Labor Unions Have Some Wild Ideas about ‘Work’
Around the State
Defending workers’ rights is a noble mission. But sometimes labor unions take it too far. Here are five of our favorite examples of labor union contracts “gone wild.”
1) Three strikes and you’re still not out.
Believe it or not, an overly generous clause slipped into the teacher Master Agreement in 1997 basically states that Bay City School teachers (Michigan) can be caught drunk at work up to five times before they get sacked.
In Florida, a teacher who showed up to class plastered and then started “dirty dancing” with her students may end up teaching again, thanks to her union’s excellent negotiating skills.
Bay City School teachers (again in Michigan) managed to negotiate a union contract where they could be caught in possession of, or under the influence of, drugs three times before they lost their job.
2) No shows at work
Dozens of Miami-Dade County employees often don’t bother to show up for work, and instead, opt to spend their time working as union reps, on the taxpayers’ dime. County Commissioner Esteban Bovo told Florida Watchdog this is costing taxpayers anywhere from $12 million to $24 million annually.
3) A gamble where everyone wins
Martin Mulhall, a groundskeeper for Mardi Gras Gaming in Hallandale Beach, alleged the Florida casino traded the personal information of nonunion employees to UNITE HERE, a hospitality union, in exchange for the union’s endorsement of a bill that would expand gambling in the state.
Mulhall said that the union used the personal information, as well as access to casino grounds, to wage a 2004 card-check campaign, which would allow labor organizing at the casino without a secret ballot election. The groundskeeper and his attorney argued that the casino, in giving the union the personal information of employees, violated federal labor law.

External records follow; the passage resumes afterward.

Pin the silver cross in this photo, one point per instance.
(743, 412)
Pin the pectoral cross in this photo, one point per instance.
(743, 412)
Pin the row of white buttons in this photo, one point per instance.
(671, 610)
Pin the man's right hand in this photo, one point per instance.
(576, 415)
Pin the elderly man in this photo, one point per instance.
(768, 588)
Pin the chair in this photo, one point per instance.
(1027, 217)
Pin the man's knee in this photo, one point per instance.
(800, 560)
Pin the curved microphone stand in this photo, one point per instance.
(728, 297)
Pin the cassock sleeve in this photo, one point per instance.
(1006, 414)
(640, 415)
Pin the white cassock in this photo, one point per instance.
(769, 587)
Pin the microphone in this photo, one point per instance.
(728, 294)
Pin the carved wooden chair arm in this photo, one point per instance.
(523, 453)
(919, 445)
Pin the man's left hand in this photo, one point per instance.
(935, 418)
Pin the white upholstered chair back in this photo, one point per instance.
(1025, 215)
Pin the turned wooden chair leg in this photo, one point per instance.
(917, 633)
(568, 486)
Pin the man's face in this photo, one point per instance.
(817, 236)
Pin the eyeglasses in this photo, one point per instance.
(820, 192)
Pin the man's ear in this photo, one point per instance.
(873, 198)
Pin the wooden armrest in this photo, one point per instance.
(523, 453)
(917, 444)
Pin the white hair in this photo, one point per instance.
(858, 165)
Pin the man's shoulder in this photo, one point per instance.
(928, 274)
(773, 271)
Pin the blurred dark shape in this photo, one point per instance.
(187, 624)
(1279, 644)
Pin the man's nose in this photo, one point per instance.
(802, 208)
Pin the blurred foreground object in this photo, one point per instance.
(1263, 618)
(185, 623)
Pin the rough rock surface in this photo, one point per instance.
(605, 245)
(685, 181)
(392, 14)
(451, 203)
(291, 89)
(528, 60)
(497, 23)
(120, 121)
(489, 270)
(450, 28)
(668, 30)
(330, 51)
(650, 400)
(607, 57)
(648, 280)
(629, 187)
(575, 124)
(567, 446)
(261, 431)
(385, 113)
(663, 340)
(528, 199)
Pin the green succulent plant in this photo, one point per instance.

On Dec. 10, the Supreme Court ruled to dismiss an appeal from UNITE HERE Local 355 without deciding whether its agreement with Mardi Gras Gaming is valid.
4) The ‘pushing’ power
The Miami police union, just one week before union negotiations, produced a video warning job applicants not to work for them. “Are you looking to advance in your career? Do not apply to be a police officer in the city of Miami,” says the 16-second clip, shown in the Fraternal Order of Police website.
5) Meetings: Not open to public
According to The Times-Union, the Jacksonville mayor’s office worked secretly with the police and fire pension board in a carefully organized ruse to iron out a pension deal. The secret meeting appeared to be a violation of the state’s Sunshine Law that says all collective-bargaining meetings must be open to the public.
On the flip side
On the flip side, being a unionized employee has its advantages. According to a 2011 Bureau of Labor Statistics report, unionized workers typically earn higher pay than nonunion workers doing the same job. Although it varies based on industry and occupation, the overall averages are striking. In 2010, union workers’ median weekly income was $917, compared to $717 for nonunion workers.
According to the New York Times, in Florida, one in 20 workers in the state belongs to a union.